ニコニコと笑いながら入ってくる名前を見る限り、母親の病状は良かったのだろうと思う。
「名前、お母さん元気だった?」
「うん、あのね、先生が来月には一時退院も考えましょうって言ってくれたの。」
「へぇ、良かった!」
大王と喜ぶ名前はいまにも跳ね出しそうで、どこか泣きそうな顔に見えた。
彼女の身内は母親だけだし、どれだけ大切に思っているのかも長年一緒にいてわかっている。

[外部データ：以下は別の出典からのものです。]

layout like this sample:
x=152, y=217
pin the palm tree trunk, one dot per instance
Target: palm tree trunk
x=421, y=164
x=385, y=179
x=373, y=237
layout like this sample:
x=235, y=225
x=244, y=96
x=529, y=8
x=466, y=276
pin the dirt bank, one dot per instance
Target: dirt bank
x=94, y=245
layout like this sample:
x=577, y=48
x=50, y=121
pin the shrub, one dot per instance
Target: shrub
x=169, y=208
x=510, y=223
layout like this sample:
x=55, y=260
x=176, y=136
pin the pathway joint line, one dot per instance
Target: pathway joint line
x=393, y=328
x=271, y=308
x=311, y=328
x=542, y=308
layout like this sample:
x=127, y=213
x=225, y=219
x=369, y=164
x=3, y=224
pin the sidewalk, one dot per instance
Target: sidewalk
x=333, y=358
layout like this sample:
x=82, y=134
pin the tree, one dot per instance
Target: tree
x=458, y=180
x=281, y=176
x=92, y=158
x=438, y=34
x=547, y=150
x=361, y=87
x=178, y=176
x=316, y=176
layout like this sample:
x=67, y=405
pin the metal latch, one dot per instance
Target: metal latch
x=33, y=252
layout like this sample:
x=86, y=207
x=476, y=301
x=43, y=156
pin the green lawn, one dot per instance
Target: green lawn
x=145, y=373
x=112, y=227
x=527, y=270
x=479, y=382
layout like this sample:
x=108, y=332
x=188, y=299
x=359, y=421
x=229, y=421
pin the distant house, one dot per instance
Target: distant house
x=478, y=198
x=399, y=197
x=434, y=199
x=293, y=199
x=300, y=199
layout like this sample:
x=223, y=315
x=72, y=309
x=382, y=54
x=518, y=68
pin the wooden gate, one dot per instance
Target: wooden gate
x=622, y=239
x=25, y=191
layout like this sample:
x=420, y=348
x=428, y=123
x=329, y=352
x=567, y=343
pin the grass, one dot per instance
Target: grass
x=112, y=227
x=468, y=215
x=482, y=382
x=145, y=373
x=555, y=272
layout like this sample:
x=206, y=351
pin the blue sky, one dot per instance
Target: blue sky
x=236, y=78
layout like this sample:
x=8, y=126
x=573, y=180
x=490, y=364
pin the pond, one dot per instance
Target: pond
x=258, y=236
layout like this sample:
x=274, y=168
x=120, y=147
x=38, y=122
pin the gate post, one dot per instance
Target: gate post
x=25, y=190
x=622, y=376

「すごい楽しみ、嬉しい、幸せ!!お母さん、閻魔と鬼男にも会いたいって言ってたよ。」
「確かに最近会ってないしねぇ、今度は一緒に行くよ。ねぇ、鬼男くん?」
「そうですね、久しぶりに。」
「ほんと?やった!」
「ほら未来、制服汚すといけないから着替えだけしておいで?」
「あ、そっか。行ってくる!」
一度は置いた鞄をもう一度拾って、名前はダッシュで部屋を出ていく。
僕は、名前が扉を閉めた瞬間、笑顔だった大王の表情が一瞬にして冷めるのを見た。
空気が、凍った。
持っていた茶碗もコップも置いて、僕は大王の側で立ち尽くした。
「鬼男くん」
「…はい」
「名前、嬉しそうだったね」
「え…ああ、凄く心配してましたし、嬉しいんじゃないです、か?」
「うん、…そうだよね」
次の日、命は助かったものの、名前の母親の容態が急変した。
もちろん一時退院の話は無くなった。
涙ぐむ名前を慰める大王を見て、僕はただ、嫌な予感しかしなかった。